Cognitive behavioural- and skills training-based interventions [25, 29, 34] that focussed on improvements in emotional state also showed mixed results. Campbell et al. [34] found that patients were less bothered by bowel symptoms as a result of the intervention. Whilst no outcome measures reached significance for partners, this intervention shows promising results in that the partners reported less caregiver strain, depression and fatigue and more vigour. Unfortunately, this study had a very low participation rate (25 % of eligible participants) and a moderate drop-out rate (25 %) indicating that this study may have been underpowered to detect significant change. The authors reported that qualitatively the participants indicated that CST was beneficial and noted that the telephone format was very convenient. Manne et al. [29] found that their intimacy-enhancing couple therapy did not yield statistically significant improvements for all couples in the intervention but that there were strong moderator effects whereby those couples who commenced the intervention with fewer personal or relationship resources showed significant gains in these domains. Collins et al. [25] found that their cognitive existential couple therapy reduced the negative impact of the prostate cancer diagnosis, as measured by the IES-R, from pre- to post-interventions as did symptoms of avoidance and hyperarousal for both patients and partners.

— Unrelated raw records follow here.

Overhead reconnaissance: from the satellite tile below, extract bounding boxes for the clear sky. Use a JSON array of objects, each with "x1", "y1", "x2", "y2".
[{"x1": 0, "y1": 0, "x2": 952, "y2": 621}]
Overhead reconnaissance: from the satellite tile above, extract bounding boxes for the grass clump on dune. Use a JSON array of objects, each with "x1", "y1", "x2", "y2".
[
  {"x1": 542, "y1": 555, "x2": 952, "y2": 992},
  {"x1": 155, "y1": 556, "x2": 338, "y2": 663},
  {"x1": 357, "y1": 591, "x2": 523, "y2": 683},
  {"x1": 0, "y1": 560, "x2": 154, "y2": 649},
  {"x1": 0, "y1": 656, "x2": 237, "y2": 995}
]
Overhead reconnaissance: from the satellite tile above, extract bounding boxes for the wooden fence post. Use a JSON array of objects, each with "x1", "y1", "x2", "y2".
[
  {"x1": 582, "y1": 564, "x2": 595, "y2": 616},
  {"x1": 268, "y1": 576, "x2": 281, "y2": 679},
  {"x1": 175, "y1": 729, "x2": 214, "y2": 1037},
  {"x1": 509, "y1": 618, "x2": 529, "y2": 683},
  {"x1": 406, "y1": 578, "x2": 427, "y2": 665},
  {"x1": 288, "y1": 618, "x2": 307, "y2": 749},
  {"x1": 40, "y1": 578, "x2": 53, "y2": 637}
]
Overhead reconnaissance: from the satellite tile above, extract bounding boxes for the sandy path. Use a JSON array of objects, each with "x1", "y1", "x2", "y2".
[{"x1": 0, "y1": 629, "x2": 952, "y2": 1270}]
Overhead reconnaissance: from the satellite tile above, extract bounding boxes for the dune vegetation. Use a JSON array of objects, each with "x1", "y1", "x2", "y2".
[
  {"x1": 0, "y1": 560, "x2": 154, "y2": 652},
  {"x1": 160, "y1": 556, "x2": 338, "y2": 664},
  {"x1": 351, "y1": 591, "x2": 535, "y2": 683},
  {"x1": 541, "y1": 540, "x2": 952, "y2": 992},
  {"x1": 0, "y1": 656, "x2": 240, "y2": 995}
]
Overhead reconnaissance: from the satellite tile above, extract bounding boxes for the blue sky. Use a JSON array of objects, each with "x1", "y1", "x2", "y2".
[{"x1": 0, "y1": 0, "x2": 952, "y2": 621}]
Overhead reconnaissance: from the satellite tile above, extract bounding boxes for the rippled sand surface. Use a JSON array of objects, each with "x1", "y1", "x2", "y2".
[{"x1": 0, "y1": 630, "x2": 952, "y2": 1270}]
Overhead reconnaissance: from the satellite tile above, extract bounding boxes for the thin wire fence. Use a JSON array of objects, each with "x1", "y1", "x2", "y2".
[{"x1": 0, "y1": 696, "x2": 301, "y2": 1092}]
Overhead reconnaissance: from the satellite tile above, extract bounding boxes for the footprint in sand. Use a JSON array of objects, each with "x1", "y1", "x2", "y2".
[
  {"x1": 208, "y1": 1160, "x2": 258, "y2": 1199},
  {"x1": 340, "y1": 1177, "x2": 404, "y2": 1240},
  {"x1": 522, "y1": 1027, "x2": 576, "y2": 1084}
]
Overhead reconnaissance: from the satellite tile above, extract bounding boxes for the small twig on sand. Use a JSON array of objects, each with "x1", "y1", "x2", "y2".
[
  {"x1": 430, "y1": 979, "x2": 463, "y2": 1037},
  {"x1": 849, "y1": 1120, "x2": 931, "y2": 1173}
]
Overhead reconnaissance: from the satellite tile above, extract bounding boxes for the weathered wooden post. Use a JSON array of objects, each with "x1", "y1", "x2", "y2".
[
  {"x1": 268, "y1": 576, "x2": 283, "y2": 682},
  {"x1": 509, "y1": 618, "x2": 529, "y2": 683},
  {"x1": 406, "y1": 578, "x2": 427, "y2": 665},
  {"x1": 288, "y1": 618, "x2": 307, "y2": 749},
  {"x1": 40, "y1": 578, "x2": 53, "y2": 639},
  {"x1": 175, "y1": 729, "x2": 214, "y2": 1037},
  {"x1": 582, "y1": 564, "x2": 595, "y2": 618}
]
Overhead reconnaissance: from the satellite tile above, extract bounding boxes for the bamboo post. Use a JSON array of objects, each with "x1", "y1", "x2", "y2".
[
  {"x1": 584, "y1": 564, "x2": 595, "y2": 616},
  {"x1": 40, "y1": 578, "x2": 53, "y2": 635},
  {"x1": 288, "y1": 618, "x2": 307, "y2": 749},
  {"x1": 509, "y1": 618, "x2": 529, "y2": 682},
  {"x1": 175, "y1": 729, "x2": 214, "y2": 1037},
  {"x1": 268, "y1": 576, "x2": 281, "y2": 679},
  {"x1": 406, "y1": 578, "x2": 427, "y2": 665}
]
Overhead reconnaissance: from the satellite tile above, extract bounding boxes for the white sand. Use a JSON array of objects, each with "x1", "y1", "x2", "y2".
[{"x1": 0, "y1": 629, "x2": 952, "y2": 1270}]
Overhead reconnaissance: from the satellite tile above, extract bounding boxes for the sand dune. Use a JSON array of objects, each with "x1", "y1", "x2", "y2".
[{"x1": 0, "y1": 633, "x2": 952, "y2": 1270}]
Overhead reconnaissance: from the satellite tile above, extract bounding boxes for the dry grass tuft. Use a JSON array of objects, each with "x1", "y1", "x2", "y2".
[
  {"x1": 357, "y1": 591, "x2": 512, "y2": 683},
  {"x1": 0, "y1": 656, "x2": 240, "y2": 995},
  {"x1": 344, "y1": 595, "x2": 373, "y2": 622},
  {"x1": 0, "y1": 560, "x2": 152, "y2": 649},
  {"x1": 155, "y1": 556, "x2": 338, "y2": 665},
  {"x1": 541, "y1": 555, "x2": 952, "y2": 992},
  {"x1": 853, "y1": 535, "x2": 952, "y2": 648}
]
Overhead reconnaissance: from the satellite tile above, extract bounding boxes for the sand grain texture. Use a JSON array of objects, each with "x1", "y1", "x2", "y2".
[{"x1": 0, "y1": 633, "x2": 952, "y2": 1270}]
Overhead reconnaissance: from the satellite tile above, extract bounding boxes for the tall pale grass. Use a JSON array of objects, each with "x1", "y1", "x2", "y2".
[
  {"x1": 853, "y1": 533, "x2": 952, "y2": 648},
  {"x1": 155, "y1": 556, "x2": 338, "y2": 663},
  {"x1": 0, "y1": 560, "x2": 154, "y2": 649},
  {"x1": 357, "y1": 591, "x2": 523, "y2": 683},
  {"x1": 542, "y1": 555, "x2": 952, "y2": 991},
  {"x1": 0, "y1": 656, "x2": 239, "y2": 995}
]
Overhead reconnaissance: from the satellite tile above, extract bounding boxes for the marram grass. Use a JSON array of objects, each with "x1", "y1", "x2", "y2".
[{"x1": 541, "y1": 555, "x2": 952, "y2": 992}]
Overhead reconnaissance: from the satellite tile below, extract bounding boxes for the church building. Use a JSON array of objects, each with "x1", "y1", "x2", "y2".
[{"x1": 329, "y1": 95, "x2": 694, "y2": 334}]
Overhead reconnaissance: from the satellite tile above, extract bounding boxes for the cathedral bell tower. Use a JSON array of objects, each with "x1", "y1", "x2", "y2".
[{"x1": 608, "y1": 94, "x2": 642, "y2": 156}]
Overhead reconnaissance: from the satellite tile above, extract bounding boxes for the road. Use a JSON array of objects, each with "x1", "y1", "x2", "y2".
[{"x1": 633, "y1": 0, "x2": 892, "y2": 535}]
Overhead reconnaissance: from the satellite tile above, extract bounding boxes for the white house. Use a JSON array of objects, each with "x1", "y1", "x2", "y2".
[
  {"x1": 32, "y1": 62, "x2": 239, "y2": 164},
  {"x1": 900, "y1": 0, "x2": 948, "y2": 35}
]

Interventions focussing on sexual intimacy
The remaining five studies focussed on improving sexual function and emotional intimacy within the dyad. Intervention approaches included psycho-educational, cognitive behavioural-based interventions and symptom management. All five interventions involved both members of the dyad with one measuring the impact of an intervention both including and excluding the partner [33].
Psycho-education-based interventions focussing on sexual intimacy [27, 30] showed promising but not strong results. Wittmann et al. [30] found that a pilot group-based 1-day psycho-educational workshop resulted in significant improvements in participant self-reported knowledge for both patients and partners. Partners appeared to benefit in terms of changed attitudes towards erections and reductions in protective buffering. Partners viewed erections as less critical for the man’s ability to seek or enjoy sexual encounters and were more likely to openly communicate about sexual concerns 3 and 6 months following the intervention. Walker et al. [27] did not find statistically significant effects of their educational intervention but did find medium to large effect sizes for dyadic adjustment. A higher proportion of participants in the intervention group also remained sexually active (21 %) compared to the control group (4 %) [27].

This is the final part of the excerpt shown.